While for finding miRNAs there is lot of attempts to approach the solution of Sankoff’s problem for simultaneous alignment and folding implemented in numerous software tools there are almost no attempts to consider simultaneous alignment and co-folding in the frame of comparative genomics. Co-folding is an integral part of our comparative approach.^52,53 More importantly, concentrations of miRNAs, mRNA and proteins can be easily included too. This is very important for modeling the saturation of binding and competition on binding sites, and the extension of this approach is the focus of current research.

Concluding remarks

With almost 2000⁴⁷ reported miRNAs in human, and about 10 000 candidate genes, the network of interactions is extremely complex.

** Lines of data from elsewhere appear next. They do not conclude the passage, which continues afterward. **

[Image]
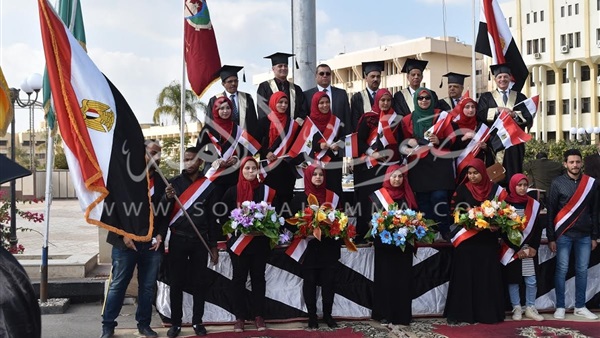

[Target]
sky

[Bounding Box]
[0,0,505,131]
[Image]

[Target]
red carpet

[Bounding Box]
[434,320,600,338]
[182,327,364,338]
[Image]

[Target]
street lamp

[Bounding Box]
[9,74,42,248]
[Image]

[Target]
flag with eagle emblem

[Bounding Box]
[38,0,153,241]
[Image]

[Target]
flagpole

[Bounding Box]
[179,4,185,172]
[40,128,54,303]
[471,0,476,100]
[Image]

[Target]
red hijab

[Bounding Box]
[212,96,233,138]
[383,164,417,209]
[236,156,259,206]
[304,163,327,205]
[465,158,494,202]
[269,91,289,147]
[309,91,331,133]
[453,97,477,131]
[505,174,529,204]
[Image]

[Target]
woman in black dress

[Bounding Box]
[291,164,342,329]
[444,159,504,324]
[221,156,275,332]
[371,164,417,325]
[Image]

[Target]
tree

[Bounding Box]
[152,81,206,124]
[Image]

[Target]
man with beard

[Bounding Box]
[546,149,600,320]
[350,61,384,131]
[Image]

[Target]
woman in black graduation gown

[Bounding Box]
[291,164,342,329]
[444,159,504,324]
[371,164,417,325]
[254,91,299,210]
[221,156,275,332]
[307,92,344,199]
[401,88,455,237]
[354,89,401,242]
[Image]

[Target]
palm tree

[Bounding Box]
[152,81,206,124]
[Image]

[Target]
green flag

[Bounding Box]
[43,0,87,132]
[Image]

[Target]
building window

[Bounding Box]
[581,97,591,113]
[563,99,569,114]
[546,100,556,116]
[567,33,573,48]
[546,70,556,85]
[581,65,590,81]
[540,38,546,53]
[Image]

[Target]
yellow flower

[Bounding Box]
[475,218,490,229]
[317,210,327,222]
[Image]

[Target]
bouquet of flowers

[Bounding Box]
[287,194,356,251]
[367,203,436,251]
[454,199,527,245]
[223,201,285,248]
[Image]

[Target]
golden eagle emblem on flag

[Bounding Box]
[81,99,115,133]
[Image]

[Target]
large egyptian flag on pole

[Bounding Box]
[38,0,153,241]
[475,0,529,91]
[184,0,221,96]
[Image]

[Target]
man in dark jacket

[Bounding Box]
[101,140,166,338]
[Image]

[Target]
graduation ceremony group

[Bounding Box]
[101,52,600,338]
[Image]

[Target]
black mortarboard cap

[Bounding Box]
[265,52,294,66]
[217,65,244,81]
[362,61,385,76]
[490,63,511,76]
[442,72,470,86]
[402,58,429,73]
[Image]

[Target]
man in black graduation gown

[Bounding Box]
[477,63,533,186]
[304,63,354,136]
[438,72,469,112]
[350,61,384,132]
[206,65,258,133]
[393,58,439,116]
[256,52,307,122]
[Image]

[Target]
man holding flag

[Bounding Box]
[477,64,533,185]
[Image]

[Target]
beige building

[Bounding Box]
[252,37,488,103]
[501,0,600,142]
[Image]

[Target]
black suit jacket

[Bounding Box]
[304,86,353,136]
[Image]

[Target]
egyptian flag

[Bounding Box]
[184,0,221,96]
[475,0,529,91]
[38,0,153,241]
[491,110,531,152]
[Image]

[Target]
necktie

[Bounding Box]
[229,94,240,122]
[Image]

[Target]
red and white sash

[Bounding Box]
[450,186,504,248]
[554,174,595,239]
[500,197,540,265]
[230,184,277,256]
[370,188,395,210]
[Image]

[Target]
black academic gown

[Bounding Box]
[444,184,504,324]
[256,79,307,121]
[372,195,415,325]
[477,90,533,186]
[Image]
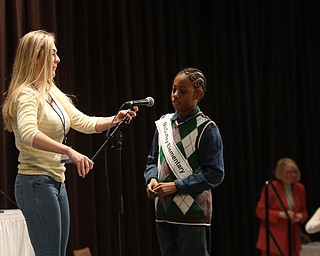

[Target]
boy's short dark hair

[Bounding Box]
[177,67,207,93]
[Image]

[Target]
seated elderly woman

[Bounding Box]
[256,158,307,256]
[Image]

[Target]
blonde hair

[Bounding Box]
[2,30,55,131]
[275,157,301,181]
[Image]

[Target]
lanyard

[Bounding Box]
[46,93,67,145]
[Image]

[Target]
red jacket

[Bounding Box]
[256,180,308,256]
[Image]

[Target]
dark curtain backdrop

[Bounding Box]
[0,0,320,256]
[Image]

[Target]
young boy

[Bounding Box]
[144,68,224,256]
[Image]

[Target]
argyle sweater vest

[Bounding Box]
[155,112,213,225]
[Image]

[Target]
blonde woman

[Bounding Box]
[2,30,138,256]
[256,158,308,256]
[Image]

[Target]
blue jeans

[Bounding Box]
[15,174,70,256]
[156,222,211,256]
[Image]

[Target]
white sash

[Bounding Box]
[156,114,193,179]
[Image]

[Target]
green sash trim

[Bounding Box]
[155,112,212,225]
[156,114,192,179]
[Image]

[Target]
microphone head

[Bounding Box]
[146,97,154,107]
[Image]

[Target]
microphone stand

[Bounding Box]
[92,117,130,256]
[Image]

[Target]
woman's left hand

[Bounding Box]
[117,106,139,123]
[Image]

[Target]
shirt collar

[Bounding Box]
[171,106,200,123]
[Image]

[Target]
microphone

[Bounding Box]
[125,97,154,107]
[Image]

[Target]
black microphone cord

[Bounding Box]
[0,190,19,209]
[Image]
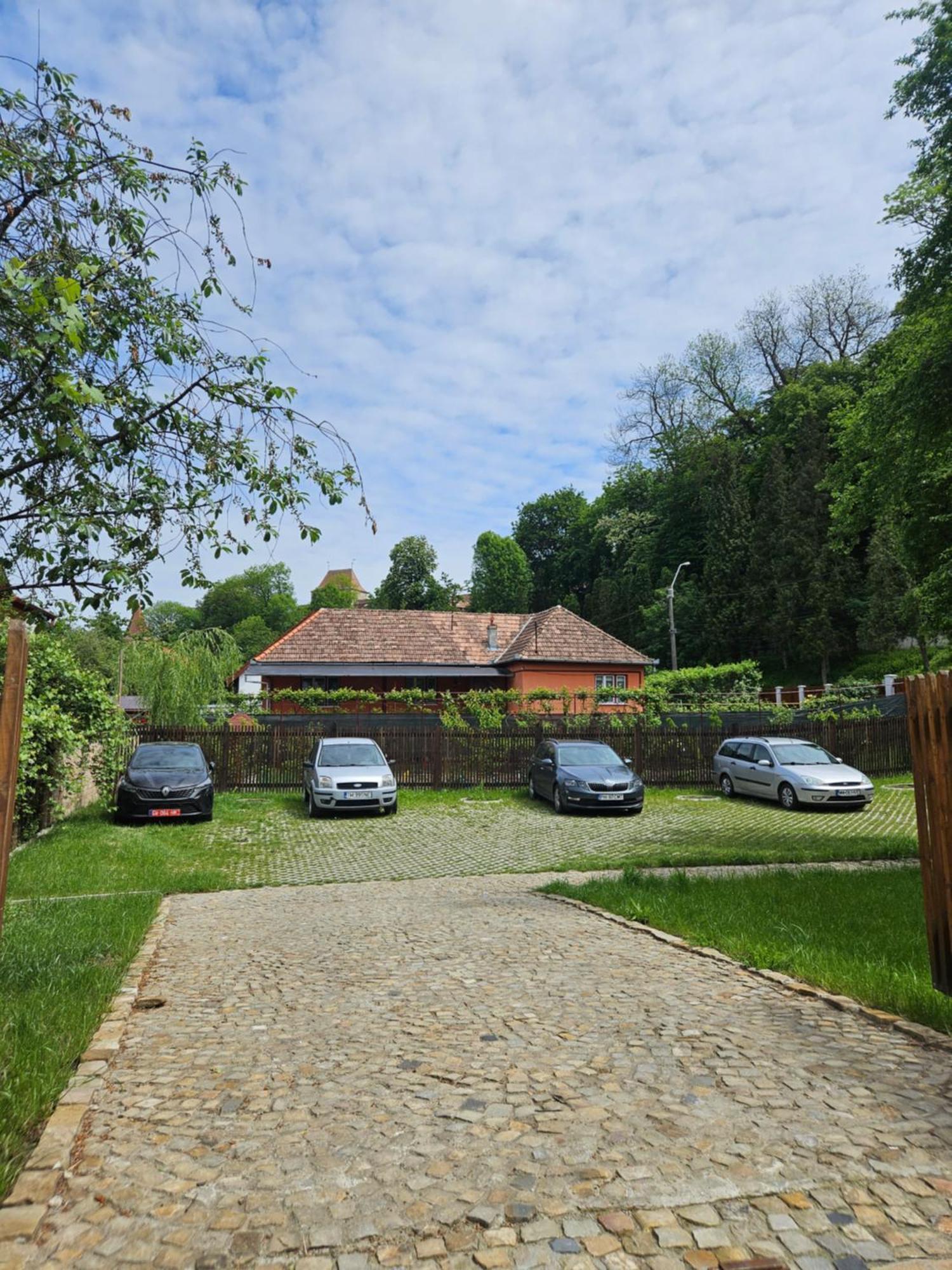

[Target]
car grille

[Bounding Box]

Moreover, details about local concentrations and competitions among miRNAs in living cell are missing. Despite the advances in the recent years the mechanistic details of the function of miRNAs in repressing protein synthesis are still poorly understood^70–72 and this reflects on quality of computational predictions. Thus, the degree of overlap between their lists of predicted targets is very poor and sometimes null.⁷³

To improve computational miRNA target recognition approaches we need a deeper quantitative understanding of the miRNA-induced response and network regulation. The major problem with computational approaches is that it is difficult to predict, without sequencing data, when and in what type of cells a potential genomic hairpin will be expressed as RNA, and be available for processing.

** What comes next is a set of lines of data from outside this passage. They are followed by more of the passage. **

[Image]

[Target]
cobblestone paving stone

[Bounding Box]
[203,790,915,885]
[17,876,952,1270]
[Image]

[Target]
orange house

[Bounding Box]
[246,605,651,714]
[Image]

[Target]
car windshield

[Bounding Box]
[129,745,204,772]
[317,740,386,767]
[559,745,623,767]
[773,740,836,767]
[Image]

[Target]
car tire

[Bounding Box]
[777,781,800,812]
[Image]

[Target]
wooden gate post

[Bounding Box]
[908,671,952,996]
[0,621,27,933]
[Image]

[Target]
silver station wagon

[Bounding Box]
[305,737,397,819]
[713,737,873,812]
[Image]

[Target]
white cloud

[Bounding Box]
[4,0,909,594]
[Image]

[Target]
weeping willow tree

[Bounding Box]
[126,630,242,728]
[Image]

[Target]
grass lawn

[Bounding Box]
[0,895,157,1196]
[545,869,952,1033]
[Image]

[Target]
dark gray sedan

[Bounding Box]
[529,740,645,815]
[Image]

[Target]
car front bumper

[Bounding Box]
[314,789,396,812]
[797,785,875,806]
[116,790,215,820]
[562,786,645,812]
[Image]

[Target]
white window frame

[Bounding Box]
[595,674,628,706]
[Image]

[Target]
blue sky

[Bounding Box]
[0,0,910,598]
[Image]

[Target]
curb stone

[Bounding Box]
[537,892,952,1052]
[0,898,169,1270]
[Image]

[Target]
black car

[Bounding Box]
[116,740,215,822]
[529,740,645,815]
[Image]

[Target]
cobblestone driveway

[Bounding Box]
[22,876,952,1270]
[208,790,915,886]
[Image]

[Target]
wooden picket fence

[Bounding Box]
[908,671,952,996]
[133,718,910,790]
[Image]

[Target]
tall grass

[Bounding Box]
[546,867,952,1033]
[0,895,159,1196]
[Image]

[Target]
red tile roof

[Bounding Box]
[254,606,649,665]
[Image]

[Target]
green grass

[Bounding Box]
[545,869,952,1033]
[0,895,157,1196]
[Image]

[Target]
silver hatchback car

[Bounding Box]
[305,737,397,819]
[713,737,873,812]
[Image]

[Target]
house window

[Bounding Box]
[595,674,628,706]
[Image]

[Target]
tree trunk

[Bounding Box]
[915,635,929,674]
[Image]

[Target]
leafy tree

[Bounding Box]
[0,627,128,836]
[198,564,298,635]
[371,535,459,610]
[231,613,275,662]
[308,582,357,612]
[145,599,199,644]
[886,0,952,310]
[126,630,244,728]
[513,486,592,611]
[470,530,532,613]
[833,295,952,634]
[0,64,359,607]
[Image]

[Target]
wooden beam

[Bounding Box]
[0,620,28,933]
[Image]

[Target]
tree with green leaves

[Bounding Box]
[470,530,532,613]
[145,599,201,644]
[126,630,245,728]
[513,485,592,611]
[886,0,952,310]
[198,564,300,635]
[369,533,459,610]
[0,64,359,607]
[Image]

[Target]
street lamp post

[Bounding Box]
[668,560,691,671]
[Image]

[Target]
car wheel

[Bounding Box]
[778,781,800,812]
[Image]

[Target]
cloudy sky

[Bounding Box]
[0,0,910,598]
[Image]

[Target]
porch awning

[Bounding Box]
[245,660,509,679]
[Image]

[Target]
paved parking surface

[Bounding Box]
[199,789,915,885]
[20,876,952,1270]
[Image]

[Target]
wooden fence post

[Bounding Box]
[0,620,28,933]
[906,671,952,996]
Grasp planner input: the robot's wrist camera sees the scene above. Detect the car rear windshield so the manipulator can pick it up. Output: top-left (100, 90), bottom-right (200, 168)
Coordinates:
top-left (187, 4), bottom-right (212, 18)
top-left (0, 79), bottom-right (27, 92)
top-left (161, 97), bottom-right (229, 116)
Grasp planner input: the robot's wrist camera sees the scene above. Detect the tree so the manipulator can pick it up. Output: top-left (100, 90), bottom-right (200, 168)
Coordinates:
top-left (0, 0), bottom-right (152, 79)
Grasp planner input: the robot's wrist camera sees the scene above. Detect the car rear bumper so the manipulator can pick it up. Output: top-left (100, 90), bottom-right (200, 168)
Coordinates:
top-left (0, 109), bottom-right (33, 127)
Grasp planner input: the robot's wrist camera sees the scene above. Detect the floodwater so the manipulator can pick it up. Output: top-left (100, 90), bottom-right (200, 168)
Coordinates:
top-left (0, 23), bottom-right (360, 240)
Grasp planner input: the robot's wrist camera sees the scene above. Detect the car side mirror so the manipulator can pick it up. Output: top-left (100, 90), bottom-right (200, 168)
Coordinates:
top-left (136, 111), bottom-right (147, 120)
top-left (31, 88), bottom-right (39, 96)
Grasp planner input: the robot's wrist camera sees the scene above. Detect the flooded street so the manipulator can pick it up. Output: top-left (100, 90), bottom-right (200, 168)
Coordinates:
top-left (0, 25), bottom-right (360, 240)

This problem is address by the new technology RNA-seq.⁷⁴ This technology enables not only the assessment of the expression level for a given miRNA loci, but also determines the exact mature sequence for that miRNA loci with a single base-pair resolution. This makes it possible to distinguish between miRNAs that share the same set of targets, but which can have small differences in their mature sequence.⁷⁵

Based on RNA-seq It has been found also that:⁷⁶

mRNAs are in general expressed at higher levels prior to miRNA expression
mRNAs not expressed in the same tissue as the miRNA tend to have more non conserved target sites
mRNAs with conserved targets are expressed in the tissue in which the miRNA is expressed, but at a lower level than compared to adjacent tissue
mRNAs expressed in the same tissue as an miRNA tend to avoid having target sites for that miRNA
Housekeeping genes have shorter UTRs and fewer target sites than other mRNAs, probably to avoid targeting by miRNAs

Some kinetic factors should be taken in consideration too. Such factors are transcription and turnover rate for RNA and protein molecules.⁷⁷ Thus, the half-life of different proteins can vary from minutes to days whereas the degradation rate of mRNA would fall within 2-7hrs. Also, the rate of mRNA transcription is lower compared to protein translation in mammalian cells - 2 mRNAs transcribed per hour versus dozens of proteins per mRNA per hour.

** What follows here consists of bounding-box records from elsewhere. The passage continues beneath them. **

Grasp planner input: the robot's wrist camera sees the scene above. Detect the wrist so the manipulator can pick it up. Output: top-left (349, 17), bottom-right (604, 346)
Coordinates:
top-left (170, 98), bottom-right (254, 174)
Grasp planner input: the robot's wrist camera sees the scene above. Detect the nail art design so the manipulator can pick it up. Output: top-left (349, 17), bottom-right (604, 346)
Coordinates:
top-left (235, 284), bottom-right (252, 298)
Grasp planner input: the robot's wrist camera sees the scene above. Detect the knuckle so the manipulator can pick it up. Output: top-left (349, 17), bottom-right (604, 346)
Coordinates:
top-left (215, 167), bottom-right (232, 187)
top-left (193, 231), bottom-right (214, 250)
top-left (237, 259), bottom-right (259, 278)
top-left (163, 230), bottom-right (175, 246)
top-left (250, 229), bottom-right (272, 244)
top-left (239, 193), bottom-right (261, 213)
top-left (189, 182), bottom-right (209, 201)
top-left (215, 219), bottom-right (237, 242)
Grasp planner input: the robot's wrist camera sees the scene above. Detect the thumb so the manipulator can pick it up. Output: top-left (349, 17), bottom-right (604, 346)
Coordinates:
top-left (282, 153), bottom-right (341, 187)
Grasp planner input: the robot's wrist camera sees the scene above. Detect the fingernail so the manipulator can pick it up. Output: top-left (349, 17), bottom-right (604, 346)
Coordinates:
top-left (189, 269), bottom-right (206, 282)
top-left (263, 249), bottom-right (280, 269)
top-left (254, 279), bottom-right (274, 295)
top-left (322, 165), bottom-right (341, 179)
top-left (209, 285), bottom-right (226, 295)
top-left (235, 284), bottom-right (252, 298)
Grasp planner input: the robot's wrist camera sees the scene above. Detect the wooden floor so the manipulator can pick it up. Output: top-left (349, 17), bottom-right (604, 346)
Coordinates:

Kinetic factors are important for cells which need to carry out a given function within a limited space of time. For such cells it is easier to find a direct correlation between the mRNA and protein levels than in less active cells. Therefore, when the aim is to find what genes are regulated by a given miRNA and how this explain a certain cell type function target predictions are necessary to guide target discovery. Moreover, connecting miRNA and their mRNA target genes to different biological response and functional pathways provides a unique opportunity to decipher the evolutionary forces involved in shaping miRNA network regulatory potentials.